Par Patrick Cockburn
Le soulèvement populaire de 2011 n’a jamais eu beaucoup de chance de réussir, mais les protestataires peuvent tirer quelques leçons de leurs erreurs.
Il y a dix ans, des gens, au Moyen-Orient et en Afrique du Nord, se sont soulevés contre leurs dirigeants pour réclamer la liberté et la démocratie. Dans plusieurs pays de la région, des despotes ont été renversés ou ont eu peur que le pouvoir ne leur soit arraché, quand des millions de manifestants ont déferlé dans les rues, en criant : “Le peuple exige la chute du régime”.
Cette aspiration massive à la liberté et à la justice sociale n’était pas feinte.

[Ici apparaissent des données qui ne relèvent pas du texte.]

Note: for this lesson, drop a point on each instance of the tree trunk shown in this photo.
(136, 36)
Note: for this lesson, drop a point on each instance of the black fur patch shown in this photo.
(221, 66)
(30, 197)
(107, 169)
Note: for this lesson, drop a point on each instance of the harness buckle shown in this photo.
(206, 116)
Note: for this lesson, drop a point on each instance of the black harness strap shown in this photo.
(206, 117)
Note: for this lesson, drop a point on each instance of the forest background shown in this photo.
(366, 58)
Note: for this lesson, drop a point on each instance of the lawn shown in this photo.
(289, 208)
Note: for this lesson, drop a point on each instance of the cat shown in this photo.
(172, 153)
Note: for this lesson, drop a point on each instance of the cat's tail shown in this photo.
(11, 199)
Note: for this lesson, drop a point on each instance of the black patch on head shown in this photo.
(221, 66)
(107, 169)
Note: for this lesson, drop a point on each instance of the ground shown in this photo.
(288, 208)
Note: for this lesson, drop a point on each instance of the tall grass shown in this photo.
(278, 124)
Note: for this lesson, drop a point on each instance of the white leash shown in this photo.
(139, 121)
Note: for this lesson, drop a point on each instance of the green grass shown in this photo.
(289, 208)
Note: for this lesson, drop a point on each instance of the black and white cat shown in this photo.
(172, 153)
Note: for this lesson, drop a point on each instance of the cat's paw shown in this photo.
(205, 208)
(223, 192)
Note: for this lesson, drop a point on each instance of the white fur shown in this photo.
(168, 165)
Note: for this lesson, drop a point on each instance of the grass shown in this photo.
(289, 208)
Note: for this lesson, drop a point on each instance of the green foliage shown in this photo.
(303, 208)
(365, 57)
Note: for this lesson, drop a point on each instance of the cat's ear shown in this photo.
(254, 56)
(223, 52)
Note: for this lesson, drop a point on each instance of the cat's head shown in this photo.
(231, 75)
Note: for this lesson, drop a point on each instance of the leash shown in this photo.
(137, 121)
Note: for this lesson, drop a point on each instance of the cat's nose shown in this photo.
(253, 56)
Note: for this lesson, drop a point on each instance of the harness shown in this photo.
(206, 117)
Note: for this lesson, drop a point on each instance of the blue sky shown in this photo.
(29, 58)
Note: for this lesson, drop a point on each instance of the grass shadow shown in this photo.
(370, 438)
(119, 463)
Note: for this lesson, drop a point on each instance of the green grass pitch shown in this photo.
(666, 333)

Un grand nombre de personnes privées de leurs droits ont vraiment cru l’espace d’un instant qu’elles pourraient renverser des dictatures, qu’elles soient républicaines ou monarchiques.
“Nous sommes le peuple qui anéantira l’humiliation et assassinera la misère”, a dit la poétesse Ayat al-Gormezi, âgée de 20 ans, à des milliers de manifestants enthousiastes à Manama, la capitale du Bahreïn. “Nous sommes le peuple qui détruira les fondements de l’injustice.”
Mais ces fondations étaient plus fortes qu’elle ne l’imaginait et le rêve d’un avenir meilleur, qu’elle-même des millions de personnes poursuivaient lors du printemps arabe en 2011, devait être brutalement dissipé quand les anciens régimes se mirent à contre-attaquer.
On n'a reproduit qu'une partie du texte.